4.5 N-threshold sensitivity

We use ≥100 total per pair. Phe-derived substitutions with < 100 records (F → A, F → G, F → T, F → N, F → Q, F → K, F → R, F → H, F → D, F → E, F → M, F → W, F → P) are not analyzed.

4.6 Wilson CI assumes binomial sampling

Per-pair counts are binomial. Wilson 95% CI is appropriate (Brown et al. 2001).

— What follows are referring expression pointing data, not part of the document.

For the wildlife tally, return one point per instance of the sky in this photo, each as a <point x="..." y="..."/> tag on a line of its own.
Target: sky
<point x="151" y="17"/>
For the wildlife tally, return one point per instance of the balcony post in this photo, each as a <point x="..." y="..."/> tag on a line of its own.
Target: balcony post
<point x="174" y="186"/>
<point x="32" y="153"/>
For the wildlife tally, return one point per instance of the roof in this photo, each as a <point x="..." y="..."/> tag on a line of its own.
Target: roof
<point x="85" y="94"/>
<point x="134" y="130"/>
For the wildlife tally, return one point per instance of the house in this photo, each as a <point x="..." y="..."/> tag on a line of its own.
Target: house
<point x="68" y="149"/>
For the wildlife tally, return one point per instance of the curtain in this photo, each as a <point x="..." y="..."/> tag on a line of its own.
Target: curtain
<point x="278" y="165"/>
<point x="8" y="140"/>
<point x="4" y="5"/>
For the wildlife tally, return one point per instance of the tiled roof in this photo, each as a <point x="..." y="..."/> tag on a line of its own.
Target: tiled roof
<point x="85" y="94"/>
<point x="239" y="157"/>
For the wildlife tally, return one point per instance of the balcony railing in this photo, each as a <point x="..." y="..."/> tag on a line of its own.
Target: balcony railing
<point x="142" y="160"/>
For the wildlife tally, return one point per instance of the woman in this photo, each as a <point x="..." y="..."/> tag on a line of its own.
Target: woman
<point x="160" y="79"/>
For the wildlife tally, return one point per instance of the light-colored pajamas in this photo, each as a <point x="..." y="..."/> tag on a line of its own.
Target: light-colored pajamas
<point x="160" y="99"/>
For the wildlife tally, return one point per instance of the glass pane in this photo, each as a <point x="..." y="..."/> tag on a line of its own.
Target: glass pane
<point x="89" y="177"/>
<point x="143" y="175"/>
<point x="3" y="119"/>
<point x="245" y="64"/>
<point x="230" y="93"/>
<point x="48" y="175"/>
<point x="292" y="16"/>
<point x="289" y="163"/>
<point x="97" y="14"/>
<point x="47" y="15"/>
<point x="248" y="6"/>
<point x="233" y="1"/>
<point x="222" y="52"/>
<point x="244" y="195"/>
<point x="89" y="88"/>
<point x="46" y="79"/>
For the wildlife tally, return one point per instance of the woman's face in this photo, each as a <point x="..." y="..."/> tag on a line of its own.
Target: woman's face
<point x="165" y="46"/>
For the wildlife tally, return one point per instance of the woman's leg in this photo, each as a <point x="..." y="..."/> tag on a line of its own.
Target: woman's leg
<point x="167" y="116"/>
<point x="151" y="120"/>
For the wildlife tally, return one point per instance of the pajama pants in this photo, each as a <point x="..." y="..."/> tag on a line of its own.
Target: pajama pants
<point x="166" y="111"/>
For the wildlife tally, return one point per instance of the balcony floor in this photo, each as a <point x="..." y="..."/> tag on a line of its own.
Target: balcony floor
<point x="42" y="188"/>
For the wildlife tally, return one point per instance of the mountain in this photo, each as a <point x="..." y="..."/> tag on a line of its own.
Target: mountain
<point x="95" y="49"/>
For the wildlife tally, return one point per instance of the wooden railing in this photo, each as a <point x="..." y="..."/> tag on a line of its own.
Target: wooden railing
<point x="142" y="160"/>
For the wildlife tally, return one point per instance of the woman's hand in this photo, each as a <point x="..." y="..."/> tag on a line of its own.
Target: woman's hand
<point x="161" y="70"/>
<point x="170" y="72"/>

4.7 ACMG-PP3/BP4 partial circularity

ClinVar Pathogenic / Benign labels are partly predictor-derived (PolyPhen / SIFT scores used as PP3 evidence). Some per-pair fractions reflect predictor-curator co-variance.

5. Implications

  1. Among 6 Phe-derived substitution pairs, F → S is the most Pathogenic-enriched at 57.4% (Wilson CI [54.3, 60.5]) — driven by aromatic-ring removal + polarity introduction.
  2. F → Y is the least Pathogenic-enriched at 26.0% [20.5, 32.3] — a conservative aromatic-to-aromatic substitution.
  3. F → C at 57.0% is nearly tied with F → S — similar aromatic-ring-removal mechanism.
  4. For variant-prioritization pipelines: per-target-AA priors within Phe should be applied; F → S/C ~57%, F → Y ~26%.
  5. The F-derived substitutions split into aromatic-disrupting (P-fraction 51–57%) vs aromatic-preserving (F → Y at 26%) vs hydrophobic-bulk-preserving (F → L at 34%) — three chemistry tiers.

6. Limitations

  1. Stop-gain excluded (§4.1).
  2. ClinVar curatorial bias (§4.2) toward aromatic-stacking gene families.
  3. No codon-mutability normalization (§4.3).
  4. Per-isoform first-element AA (§4.4).
  5. N-threshold ≥ 100 (§4.5) excludes 2-step-codon-distance pairs.
  6. ACMG-PP3 partial circularity (§4.7).

7. Reproducibility

  • Script: analyze.js (Node.js, ~60 LOC, zero deps).
  • Inputs: ClinVar P + B JSON cache from MyVariant.info.
  • Outputs: result.json with per-target-AA counts, P-fractions, Wilson 95% CIs.
  • Verification mode: 6 machine-checkable assertions: (a) all P-fractions in [0, 1]; (b) Wilson CIs contain the point estimate; (c) all 6 reported pairs have N ≥ 100; (d) F→S P-fraction > 0.5; (e) F→Y P-fraction < 0.30; (f) sample sizes match input file contents.
node analyze.js
node analyze.js --verify

8. References

  1. Landrum, M. J., et al. (2018). ClinVar. Nucleic Acids Res. 46, D1062–D1067.
  2. Liu, X., Li, C., Mou, C., Dong, Y., & Tu, Y. (2020). dbNSFP v4. Genome Med. 12, 103.
  3. Wu, C., et al. (2021). MyVariant.info. Bioinformatics 37, 4029–4031.
  4. Wilson, E. B. (1927). Probable inference, the law of succession, and statistical inference. J. Am. Stat. Assoc. 22, 209–212.
  5. Brown, L. D., Cai, T. T., & DasGupta, A. (2001). Interval estimation for a binomial proportion. Stat. Sci. 16, 101–133.
  6. Burley, S. K., & Petsko, G. A. (1985). Aromatic-aromatic interaction: a mechanism of protein structure stabilization. Science 229, 23–28.
  7. Richards, S., et al. (2015). ACMG/AMP variant interpretation guidelines. Genet. Med. 17, 405–424.
  8. Cooper, D. N., & Krawczak, M. (1990). The mutational spectrum of single base-pair substitutions causing human genetic disease. Hum. Genet. 85, 55–74.
  9. Henikoff, S., & Henikoff, J. G. (1992). Amino acid substitution matrices from protein blocks. PNAS 89, 10915–10919.
  10. Grantham, R. (1974). Amino acid difference formula to help explain protein evolution. Science 185, 862–864.